There are reasons for cautious optimism about answers to these and other questions. As part of Colorado’s dynamic innovation and entrepreneurial networks, there are numerous programs and initiatives supporting entrepreneurs, their businesses, and their employees. At a statewide level, two notable examples among many are Energize Colorado and the growing multimillion dollar Gap Fund it launched this year, and the Colorado Small Business Development Center Network of the Colorado Office of Economic Development and International Trade. Both programs help entrepreneurs and small businesses respond to the impacts of the COVID-19 pandemic and work toward recovery from them.

There are even more programs and initiatives to support small businesses across Colorado’s individual communities.
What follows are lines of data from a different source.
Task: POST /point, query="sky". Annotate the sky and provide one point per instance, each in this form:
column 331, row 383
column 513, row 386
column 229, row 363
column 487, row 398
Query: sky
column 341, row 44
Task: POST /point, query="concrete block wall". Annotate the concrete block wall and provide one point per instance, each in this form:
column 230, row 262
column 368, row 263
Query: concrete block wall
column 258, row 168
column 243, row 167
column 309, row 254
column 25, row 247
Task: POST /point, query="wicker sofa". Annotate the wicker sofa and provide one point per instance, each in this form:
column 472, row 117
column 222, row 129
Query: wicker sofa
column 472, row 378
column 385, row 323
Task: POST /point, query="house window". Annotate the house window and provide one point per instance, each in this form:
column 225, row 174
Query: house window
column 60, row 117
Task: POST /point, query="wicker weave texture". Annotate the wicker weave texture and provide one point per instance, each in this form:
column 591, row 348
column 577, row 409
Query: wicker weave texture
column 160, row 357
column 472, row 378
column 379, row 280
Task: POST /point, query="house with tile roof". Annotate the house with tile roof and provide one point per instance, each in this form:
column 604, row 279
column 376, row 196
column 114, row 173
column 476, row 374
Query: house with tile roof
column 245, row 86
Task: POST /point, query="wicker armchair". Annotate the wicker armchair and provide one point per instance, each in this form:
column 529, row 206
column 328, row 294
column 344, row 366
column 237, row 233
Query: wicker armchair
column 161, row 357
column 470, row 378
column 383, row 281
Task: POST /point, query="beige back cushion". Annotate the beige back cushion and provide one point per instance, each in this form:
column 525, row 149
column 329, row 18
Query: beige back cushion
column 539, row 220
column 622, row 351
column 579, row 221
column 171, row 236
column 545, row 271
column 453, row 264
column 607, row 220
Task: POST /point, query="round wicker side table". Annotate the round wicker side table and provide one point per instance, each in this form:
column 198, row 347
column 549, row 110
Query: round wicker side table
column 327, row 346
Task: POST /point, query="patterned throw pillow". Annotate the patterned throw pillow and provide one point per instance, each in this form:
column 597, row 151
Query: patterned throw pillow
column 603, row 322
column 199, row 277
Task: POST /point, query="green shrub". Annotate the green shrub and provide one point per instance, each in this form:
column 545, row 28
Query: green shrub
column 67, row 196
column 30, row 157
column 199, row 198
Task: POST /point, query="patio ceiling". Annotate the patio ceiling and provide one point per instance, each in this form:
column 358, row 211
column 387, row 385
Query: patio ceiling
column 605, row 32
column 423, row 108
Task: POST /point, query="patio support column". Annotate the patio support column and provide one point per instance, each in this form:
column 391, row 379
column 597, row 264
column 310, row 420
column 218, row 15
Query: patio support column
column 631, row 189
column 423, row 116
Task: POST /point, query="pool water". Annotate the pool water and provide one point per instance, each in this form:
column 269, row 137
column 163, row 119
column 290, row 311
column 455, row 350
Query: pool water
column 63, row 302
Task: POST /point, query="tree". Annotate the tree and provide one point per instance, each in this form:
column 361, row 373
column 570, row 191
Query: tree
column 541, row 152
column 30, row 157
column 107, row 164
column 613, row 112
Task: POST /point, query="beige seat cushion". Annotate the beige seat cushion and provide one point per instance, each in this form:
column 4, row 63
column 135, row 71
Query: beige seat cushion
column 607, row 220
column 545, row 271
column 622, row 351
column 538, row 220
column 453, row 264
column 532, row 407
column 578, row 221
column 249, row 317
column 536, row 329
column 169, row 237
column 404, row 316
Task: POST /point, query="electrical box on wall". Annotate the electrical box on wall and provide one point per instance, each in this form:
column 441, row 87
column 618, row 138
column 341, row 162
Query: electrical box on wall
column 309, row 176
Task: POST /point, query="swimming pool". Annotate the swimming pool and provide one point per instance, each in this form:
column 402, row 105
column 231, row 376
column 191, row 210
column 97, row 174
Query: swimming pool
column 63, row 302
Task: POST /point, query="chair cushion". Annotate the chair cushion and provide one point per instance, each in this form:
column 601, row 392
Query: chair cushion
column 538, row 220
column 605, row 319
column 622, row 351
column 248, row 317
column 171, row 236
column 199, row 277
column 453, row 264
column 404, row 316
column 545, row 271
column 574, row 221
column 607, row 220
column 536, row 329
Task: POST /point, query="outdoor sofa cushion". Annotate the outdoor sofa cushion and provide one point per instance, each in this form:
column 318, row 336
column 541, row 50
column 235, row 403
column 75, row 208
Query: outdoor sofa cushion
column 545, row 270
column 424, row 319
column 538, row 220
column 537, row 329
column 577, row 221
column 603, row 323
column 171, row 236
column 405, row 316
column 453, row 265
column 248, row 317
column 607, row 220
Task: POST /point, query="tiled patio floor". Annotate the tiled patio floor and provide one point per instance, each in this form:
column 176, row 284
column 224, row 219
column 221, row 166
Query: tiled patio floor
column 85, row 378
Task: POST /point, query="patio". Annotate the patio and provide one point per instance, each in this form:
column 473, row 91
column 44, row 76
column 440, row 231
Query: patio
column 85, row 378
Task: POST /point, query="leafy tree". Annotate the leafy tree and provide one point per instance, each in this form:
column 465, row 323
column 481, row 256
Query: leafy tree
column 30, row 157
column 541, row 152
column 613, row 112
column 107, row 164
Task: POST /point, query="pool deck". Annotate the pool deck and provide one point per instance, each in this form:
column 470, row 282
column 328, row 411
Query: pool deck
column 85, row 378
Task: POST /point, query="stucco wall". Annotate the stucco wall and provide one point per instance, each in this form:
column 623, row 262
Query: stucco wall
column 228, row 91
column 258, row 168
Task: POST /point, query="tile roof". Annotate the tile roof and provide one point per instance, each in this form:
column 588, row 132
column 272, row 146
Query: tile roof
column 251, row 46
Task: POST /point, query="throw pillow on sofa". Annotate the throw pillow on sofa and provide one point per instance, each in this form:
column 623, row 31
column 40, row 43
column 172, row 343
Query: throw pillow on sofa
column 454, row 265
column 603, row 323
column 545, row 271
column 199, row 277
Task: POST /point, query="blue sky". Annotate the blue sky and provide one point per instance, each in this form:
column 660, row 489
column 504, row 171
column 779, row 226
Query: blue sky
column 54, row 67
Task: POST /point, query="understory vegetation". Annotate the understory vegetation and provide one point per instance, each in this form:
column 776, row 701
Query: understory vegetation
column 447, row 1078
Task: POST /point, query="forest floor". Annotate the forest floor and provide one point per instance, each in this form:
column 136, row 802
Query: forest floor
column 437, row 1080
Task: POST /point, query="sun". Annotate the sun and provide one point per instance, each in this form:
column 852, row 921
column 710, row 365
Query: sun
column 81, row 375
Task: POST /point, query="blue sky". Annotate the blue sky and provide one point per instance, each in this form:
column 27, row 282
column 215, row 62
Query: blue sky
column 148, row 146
Even as they face challenges of their own, many city and county governments have created COVID-related financial assistance funds and revamped regulations to accommodate new ways of doing business. Local nonprofit agencies face uncertain futures, too, but have risen to the challenge of supporting individuals and families impacted by COVID-19.

Startup and small business accelerators and mentorship programs are pivoting to better serve early-stage companies facing the heightened challenge of starting a business during a pandemic. And local economic development organizations, chambers of commerce, and industry associations are offering enhanced financial assistance, workshops, networking resources, and other support to serve their business constituencies.

Looking ahead to the prospects for 2021, Coloradans can aspire to maximize the state’s formidable strengths to work toward recovery from COVID-19 and to ensure that the recovery is equitable for everyone in Colorado and even beyond.